Convergence analysis of a weak Galerkin finite element method on a Shishkin mesh for a singularly perturbed fourth-order problem in 2D

TL;DR

This paper analyzes the convergence of a weak Galerkin finite element method on Shishkin meshes for solving a challenging singularly perturbed fourth-order PDE in 2D, demonstrating robustness and accuracy.

Contribution

It introduces a convergence analysis for a weak Galerkin method on Shishkin meshes tailored for singularly perturbed fourth-order problems, with proofs and numerical validation.

Findings

Proves convergence in a discrete H^2 norm for the WG method.

Shows robustness of the method on Shishkin meshes with $N^2$ elements.

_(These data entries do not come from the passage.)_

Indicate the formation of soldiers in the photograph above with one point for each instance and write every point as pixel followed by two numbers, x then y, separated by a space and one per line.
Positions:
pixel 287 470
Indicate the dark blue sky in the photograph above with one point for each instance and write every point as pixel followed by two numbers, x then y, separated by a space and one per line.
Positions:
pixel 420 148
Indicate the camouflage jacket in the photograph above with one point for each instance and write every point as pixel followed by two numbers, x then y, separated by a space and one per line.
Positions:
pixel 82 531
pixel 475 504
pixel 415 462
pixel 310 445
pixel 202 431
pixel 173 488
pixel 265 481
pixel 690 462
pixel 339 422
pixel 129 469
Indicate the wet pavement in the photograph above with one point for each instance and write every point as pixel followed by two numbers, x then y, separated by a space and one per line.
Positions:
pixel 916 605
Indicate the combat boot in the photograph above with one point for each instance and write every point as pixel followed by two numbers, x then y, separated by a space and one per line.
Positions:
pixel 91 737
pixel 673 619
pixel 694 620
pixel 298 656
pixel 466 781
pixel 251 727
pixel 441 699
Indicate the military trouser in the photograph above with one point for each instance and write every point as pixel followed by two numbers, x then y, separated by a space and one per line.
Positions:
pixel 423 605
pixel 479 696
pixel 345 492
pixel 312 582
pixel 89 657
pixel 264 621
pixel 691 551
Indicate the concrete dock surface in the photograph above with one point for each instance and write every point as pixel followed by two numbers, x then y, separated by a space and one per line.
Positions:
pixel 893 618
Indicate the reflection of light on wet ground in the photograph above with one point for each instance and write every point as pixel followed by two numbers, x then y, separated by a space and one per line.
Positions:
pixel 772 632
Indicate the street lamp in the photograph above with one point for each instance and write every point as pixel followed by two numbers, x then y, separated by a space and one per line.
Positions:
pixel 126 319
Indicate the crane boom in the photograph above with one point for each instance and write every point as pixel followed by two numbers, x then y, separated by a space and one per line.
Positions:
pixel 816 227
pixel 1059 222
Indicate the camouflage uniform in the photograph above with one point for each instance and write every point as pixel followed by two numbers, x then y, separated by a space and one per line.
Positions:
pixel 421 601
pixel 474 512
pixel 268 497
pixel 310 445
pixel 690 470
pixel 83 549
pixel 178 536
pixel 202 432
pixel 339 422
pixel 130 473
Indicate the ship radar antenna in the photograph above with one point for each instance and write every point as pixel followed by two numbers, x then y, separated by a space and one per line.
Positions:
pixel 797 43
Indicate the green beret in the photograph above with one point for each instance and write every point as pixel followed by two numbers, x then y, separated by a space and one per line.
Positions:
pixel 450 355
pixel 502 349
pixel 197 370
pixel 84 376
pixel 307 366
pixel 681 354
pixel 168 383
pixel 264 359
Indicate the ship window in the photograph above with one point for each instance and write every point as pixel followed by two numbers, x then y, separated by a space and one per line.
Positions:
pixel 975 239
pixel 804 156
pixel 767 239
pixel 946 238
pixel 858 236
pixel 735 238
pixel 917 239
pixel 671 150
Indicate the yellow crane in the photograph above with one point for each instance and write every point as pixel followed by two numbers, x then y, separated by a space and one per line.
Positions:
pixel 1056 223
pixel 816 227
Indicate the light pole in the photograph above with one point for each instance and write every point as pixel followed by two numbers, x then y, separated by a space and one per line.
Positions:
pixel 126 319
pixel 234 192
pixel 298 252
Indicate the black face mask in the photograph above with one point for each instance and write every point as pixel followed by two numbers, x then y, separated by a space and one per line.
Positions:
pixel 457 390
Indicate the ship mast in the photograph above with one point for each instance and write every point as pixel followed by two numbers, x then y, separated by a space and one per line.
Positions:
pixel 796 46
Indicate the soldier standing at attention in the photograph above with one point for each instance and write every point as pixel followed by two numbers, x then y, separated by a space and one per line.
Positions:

Provides numerical results confirming theoretical analysis.

Abstract

We consider the singularly perturbed fourth-order boundary value problem $\varepsilon ^{2}\Delta ^{2}u-\Delta u=f $ on the unit square $\Omega \subset \mathbb{R}^2$, with boundary conditions $u = \partial u / \partial n = 0$ on $\partial \Omega$, where $\varepsilon \in (0, 1)$ is a small parameter. The problem is solved numerically by means of a weak Galerkin(WG) finite element method, which is highly robust and flexible in the element construction by using discontinuous piecewise polynomials on finite element partitions consisting of polygons of arbitrary shape. The resulting WG finite element formulation is symmetric, positive definite, and parameter-free. Under reasonable assumptions on the structure of the boundary layers that appear in the solution, a family of suitable Shishkin meshes with $N^2$ elements is constructed ,convergence of the method is proved in a discrete $H^2$ norm for the corresponding WG finite element solutions and numerical results are presented.